そんな中、中国海軍の艦隊が尖閣諸島の実効支配に乗り出すべく出撃した。頼みとしていたアメリカは日本政府への不信から日米安保の発動を拒否したため日本単独で問題解決を図らねばならなかったが、政局と利権にしか興味の無い閣僚たちは右往左往するばかりで何ら打開策を見出せなかった。ここに至り、桜庭は「昼行灯」の衣を脱ぎ捨て、国家と国民の生命を守るため傀儡政権からの決別を宣言して内閣改造を断行し、幼馴染で外務省の窓際に追いやられていた雑賀彪と、父の内閣で官房長官として辣腕を振るった祖父江護をブレーンに迎え難局の打開に向け動き出した。中国海軍に対し一歩も譲歩しない姿勢を示した桜庭に世論は好意的になるが、既得権を侵された政界の重鎮や官僚たちはマスコミにスキャンダルをリークして桜庭内閣を退陣に追い込もうとするが、真剣に日本の未来を考える桜庭に共感する人々が現れ、桜庭内閣は次第に安定政権へと成長していく。

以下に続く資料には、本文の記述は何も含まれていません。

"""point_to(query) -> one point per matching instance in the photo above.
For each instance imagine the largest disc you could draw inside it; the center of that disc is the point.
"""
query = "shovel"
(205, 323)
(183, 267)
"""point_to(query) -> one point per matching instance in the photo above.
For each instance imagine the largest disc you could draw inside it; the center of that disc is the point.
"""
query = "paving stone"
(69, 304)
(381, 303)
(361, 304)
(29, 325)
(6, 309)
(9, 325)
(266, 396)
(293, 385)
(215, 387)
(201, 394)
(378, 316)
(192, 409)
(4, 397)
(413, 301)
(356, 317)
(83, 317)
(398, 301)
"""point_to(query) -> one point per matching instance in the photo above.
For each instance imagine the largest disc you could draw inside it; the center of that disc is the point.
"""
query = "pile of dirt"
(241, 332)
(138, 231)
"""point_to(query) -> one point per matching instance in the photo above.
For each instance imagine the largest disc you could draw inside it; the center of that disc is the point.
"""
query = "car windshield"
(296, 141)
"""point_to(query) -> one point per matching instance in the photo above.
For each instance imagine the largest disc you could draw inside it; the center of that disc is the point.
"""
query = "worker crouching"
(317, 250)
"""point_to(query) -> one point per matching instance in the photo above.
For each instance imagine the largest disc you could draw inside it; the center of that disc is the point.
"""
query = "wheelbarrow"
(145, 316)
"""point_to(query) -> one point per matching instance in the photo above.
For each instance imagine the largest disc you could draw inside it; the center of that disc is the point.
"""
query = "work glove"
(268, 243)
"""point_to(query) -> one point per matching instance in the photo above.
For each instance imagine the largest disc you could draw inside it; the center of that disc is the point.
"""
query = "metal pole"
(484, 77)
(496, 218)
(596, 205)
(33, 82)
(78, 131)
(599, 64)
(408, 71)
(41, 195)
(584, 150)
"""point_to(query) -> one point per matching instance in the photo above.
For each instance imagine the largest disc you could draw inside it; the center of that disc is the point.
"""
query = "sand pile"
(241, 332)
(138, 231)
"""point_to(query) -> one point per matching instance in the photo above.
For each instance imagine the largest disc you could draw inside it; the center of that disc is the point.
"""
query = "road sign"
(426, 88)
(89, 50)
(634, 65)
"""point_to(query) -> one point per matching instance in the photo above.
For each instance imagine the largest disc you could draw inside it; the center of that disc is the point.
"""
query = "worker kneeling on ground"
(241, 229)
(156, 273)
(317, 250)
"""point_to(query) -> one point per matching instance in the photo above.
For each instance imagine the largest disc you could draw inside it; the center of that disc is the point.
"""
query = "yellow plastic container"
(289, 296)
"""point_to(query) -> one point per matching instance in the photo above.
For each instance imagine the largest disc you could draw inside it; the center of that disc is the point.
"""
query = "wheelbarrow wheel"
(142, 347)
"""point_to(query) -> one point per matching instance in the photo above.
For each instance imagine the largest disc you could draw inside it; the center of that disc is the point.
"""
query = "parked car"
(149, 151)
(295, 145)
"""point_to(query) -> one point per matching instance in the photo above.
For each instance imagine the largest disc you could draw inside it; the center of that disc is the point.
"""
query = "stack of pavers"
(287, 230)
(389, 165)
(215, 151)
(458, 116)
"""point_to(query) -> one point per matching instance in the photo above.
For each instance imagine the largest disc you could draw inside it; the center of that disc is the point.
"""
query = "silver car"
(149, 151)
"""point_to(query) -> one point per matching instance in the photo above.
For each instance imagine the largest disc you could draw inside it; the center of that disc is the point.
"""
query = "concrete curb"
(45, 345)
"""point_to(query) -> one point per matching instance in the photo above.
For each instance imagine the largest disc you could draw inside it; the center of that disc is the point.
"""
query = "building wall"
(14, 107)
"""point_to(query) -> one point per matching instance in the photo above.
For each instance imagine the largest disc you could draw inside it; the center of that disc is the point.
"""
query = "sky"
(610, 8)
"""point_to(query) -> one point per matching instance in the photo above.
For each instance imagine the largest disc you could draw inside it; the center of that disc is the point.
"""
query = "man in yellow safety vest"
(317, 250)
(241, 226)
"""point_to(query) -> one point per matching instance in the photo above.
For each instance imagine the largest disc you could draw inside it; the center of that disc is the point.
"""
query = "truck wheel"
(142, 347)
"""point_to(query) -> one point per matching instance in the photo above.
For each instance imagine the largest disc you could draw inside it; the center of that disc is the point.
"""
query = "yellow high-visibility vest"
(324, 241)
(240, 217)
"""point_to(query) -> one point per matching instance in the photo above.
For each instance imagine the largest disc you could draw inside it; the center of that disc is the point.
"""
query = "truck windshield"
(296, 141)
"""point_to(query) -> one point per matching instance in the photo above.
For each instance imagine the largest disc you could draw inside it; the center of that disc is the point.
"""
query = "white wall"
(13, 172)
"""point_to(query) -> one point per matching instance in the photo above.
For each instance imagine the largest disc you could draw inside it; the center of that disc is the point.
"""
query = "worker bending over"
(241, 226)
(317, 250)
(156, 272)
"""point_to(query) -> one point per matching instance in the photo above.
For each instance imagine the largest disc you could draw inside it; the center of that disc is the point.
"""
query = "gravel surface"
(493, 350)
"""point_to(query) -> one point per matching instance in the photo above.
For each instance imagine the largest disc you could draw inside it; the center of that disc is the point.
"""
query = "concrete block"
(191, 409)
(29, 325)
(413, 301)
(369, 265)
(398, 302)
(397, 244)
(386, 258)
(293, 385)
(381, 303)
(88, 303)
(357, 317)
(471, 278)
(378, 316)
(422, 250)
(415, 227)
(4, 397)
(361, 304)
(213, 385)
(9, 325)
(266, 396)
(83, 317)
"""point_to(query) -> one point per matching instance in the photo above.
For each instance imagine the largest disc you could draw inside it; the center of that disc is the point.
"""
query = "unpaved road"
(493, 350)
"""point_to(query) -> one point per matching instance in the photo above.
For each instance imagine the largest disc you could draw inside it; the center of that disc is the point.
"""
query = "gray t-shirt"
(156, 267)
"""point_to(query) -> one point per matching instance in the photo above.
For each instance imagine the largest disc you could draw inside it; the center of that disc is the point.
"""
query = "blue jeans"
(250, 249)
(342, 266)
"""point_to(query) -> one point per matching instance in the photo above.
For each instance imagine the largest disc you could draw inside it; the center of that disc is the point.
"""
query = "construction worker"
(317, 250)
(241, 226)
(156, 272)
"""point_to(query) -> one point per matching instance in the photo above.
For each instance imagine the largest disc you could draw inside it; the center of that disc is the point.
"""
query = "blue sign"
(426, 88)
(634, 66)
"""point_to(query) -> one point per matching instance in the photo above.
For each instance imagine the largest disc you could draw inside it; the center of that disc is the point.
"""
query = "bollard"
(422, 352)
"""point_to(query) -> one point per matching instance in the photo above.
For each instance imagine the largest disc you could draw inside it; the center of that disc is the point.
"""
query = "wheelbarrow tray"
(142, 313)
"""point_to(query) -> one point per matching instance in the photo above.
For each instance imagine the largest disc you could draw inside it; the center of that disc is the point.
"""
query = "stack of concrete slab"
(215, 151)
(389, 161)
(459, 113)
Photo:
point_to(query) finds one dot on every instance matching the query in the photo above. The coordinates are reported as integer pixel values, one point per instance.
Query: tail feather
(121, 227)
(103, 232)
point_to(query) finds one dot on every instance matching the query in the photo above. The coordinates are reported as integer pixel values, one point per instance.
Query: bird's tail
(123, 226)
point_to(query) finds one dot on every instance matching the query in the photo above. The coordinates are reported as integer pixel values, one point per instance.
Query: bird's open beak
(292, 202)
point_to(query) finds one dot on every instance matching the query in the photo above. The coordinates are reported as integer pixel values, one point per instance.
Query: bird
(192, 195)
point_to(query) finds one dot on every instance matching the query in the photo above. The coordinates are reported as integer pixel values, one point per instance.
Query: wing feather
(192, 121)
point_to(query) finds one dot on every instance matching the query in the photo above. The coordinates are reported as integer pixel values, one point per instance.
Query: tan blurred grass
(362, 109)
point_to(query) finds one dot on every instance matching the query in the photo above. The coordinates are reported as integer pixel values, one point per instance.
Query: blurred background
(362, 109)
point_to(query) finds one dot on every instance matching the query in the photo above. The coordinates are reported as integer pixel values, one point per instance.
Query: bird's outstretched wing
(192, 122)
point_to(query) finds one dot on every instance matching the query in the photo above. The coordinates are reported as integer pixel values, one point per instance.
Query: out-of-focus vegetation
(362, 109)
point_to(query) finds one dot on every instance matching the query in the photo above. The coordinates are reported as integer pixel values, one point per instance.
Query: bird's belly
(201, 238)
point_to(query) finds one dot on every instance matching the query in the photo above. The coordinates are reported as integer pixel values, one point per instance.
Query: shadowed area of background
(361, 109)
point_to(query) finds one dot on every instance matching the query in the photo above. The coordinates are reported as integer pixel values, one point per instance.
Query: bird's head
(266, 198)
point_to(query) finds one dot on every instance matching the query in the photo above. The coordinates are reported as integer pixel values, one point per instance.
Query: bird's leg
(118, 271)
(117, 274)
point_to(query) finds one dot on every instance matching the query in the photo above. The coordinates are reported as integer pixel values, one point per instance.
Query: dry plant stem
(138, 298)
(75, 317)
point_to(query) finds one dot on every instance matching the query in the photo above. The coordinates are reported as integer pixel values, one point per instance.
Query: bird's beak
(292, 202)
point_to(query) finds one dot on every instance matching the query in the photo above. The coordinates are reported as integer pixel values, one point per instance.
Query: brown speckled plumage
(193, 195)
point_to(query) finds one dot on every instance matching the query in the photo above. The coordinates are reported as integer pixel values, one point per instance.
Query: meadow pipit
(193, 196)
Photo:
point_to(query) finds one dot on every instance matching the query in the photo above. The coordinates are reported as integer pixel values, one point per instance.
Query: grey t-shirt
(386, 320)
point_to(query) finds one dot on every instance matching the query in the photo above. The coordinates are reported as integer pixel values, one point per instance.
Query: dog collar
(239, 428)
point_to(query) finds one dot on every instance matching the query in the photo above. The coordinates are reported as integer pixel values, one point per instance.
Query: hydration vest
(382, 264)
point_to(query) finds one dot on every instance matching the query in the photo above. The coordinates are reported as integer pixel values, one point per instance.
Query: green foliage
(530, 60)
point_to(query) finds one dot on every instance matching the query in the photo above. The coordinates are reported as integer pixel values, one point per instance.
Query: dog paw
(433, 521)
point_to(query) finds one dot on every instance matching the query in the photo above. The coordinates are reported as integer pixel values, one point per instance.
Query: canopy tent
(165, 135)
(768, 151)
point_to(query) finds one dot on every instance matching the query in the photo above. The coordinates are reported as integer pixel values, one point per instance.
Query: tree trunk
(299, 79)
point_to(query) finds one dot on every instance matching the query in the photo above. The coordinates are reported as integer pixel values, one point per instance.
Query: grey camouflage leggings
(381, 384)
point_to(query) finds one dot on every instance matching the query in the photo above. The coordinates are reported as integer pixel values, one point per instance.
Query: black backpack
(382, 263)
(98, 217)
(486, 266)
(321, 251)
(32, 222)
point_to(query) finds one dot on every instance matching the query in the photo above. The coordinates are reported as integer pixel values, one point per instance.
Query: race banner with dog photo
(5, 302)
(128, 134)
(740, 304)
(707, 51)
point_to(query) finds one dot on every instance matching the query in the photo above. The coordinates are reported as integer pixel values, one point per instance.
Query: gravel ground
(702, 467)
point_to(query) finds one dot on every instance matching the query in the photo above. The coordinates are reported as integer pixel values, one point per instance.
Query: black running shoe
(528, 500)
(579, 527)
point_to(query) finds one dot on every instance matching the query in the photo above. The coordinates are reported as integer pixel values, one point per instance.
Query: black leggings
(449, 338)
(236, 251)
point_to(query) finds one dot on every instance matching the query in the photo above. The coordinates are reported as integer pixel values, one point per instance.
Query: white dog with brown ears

そんな中、中国海軍が再び尖閣諸島に向け出撃した。桜庭内閣が対応に追われる中、政界を牛耳る元総理の曽我崎靖は米中に相次ぎ訪問し、桜庭内閣を退陣に追い込む見返りに中国に尖閣諸島を割譲し、思いやり予算の名目で多額の資金をアメリカに提供するという密約を交わしてしまう。これに対し、中国と領土問題を抱えるインド・ASEAN首脳から叱責を受け、桜庭内閣は孤立してしまう。桜庭は問題の解決と失った信頼を取り戻すため、単身尖閣諸島で対峙する第二護衛隊群に乗り込み、中国海軍を牽制する。桜庭の覚悟を知ったインド・ASEAN首脳は相次いで桜庭の支持を表明し、国際世論の反発を恐れた中国は艦隊を撤退させる。自力で領土を守り抜いた桜庭内閣を世界は「Japan Pride」と称賛する。
登場人物
日本国
桜庭 皇一郎(さくらば こういちろう)
本作の主人公。元総理大臣の桜庭征四郎を父に持つ世襲議員。元々はサラリーマンだったが、父の引退に伴い後援会に推されて政治家に転向する。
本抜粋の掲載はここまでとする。